Climate alarmists often say that low lying Florida will be greatly affected by climate change induced sea level rise, and Miami will be underwater soon. So let’s try a sports stadium in Miami.
Sun Life Stadium in Miami (built 1987) hosts the Miami Dolphins, Miami Hurricanes football, annual Orange Bowl, and BCS National Championship Game every fourth year. Losing it to the sea would be a big deal. It is about 7.5 miles from the Atlantic ocean and about 6 feet above MSL according to Google Earth:
The nearest tide gauge is in Miami Beach about 13.5 miles away:
Unfortunately, the station was removed in 1981 after 50 years of service. I suppose sea level rise wasn’t a big concern or they would have kept it. The rate up until then wasn’t much different that the other tide gauges we’ve examined at 0.78 feet per 100 years. The nearest working gauge to Miami Beach is Naples, Fl, showing only 0.66 feet per 100 years.
With the Orange Bowl being 6 feet AMSL, the calculation becomes:
6 feet/ 0.0078 feet/year = 769.23 years.
Will we even have an Orange Bowl Game then? Who knows?
While Senator Whitehouse is from the east coast, maybe we’ve concentrated on the east coast too much. Let’s try the Gulf of Mexico. Surely the Mercedes-Benz Superdome stadium (built in 1975) in low lying New Orleans is threatened soon?
Notable is this entry in Wikipedia:
The Superdome was used as a “shelter of last resort” for those in New Orleans unable to evacuate from Hurricane Katrina when it struck in late August 2005.

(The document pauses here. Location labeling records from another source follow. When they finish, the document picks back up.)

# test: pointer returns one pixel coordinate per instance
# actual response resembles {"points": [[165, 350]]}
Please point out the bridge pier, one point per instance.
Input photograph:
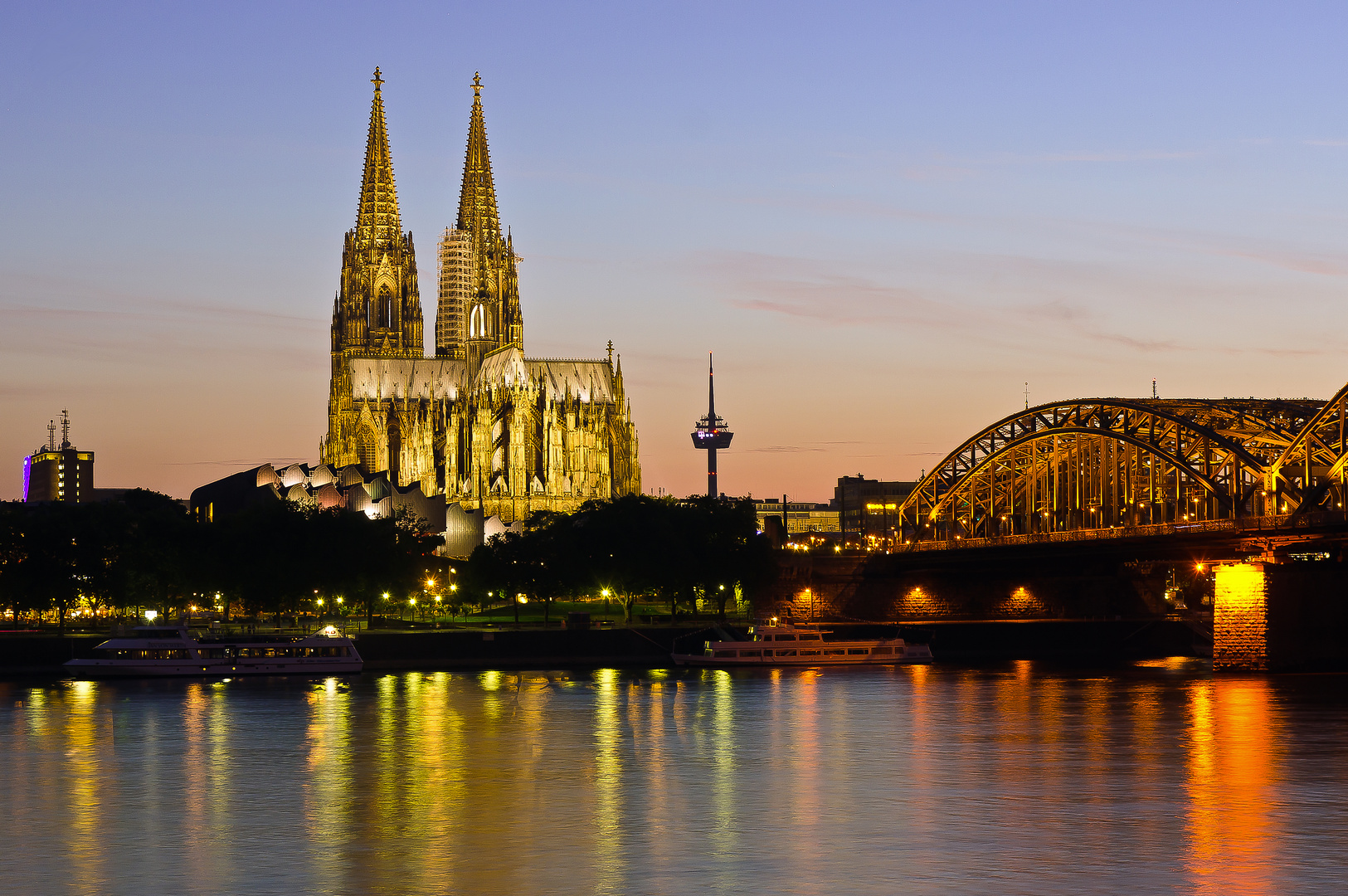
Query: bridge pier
{"points": [[1281, 616]]}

Located about 1 mile from the Mississippi River, Google Earth pegs its elevation around 1-3 feet AMSL.
The nearest NOAA tide gauge is south of New Orleans, about 50 miles at Grand Isle, and is directly on the Gulf of Mexico. It has quite an astounding rate of sea level rise of 3.03 feet in 100 years.
With the Superdome being as low as 1 foot above MSL, the calculation becomes:
1 foot/0.0303 feet per year = 33.00 years
Some of us, though probably not Senator Whitehouse, will be around to see that. I have to wonder though why he isn’t calling for an abandonment/evacuation of the city or New Orleans, since many of the wards are below sea level now. Oh wait, that’s right, they’ve adapted to the subsidence that plagues the city, something they’ve know about for quite some time.
Maybe sea level is threatening west coast sports stadiums?
San Francisco is often depicted as being underwater, as evidenced by an alarm raised by The former Governator of California:
The map Schwarzenegger is pointing to comes from BCDC, and is shown below:
San Francisco’s new AT&T Park built in 2000, right on the bay, surely is threatened. It is located in one of the blue zones of the map above, just SW of the Bay Bridge.
According to Google Earth. AT&T park is about 9-10 feet above MSL.
The calculation becomes:
9 feet/ 0.0066 feet/year = 1363.63 years
It is more likely that San Francisco and the new stadium will devastated by an earthquake before then. And, chances are that A&T park won’t have much more of a lifetime than many of the others we’ve touched on in this article.
Maybe Senator Whitehouse was talking about Seattle. Yeah, that’s the ticket. CenturyLink Field (home to the SeaHawks) and the nearby Safeco Field (home to the Mariners) are right off the wharf, and less than 1/2 mile from Puget Sound.
Google Earth places their elevation at 17 feet above MSL a twofer double threat in the eyes of Senator Whitehouse I’m sure. The nearest NOAA tide gauge at Seattle just 1/2 mile northwest of the stadium at Colman Dock, has a calculated trend of 0.68 feet in 100 years.
The calculation becomes:
17 feet/ 0.0068 feet per year = 2500 years
Drats. Surely there must be a sports stadium somewhere in the USA that is threatened in the near future by sea level rise, so that closed door meetings with sports franchises with the highly distinguished senator from Rhode Island can make his sales pitch factual?
The facts suggest Senator Whitehouse doesn’t even fit the definition of useful idiot.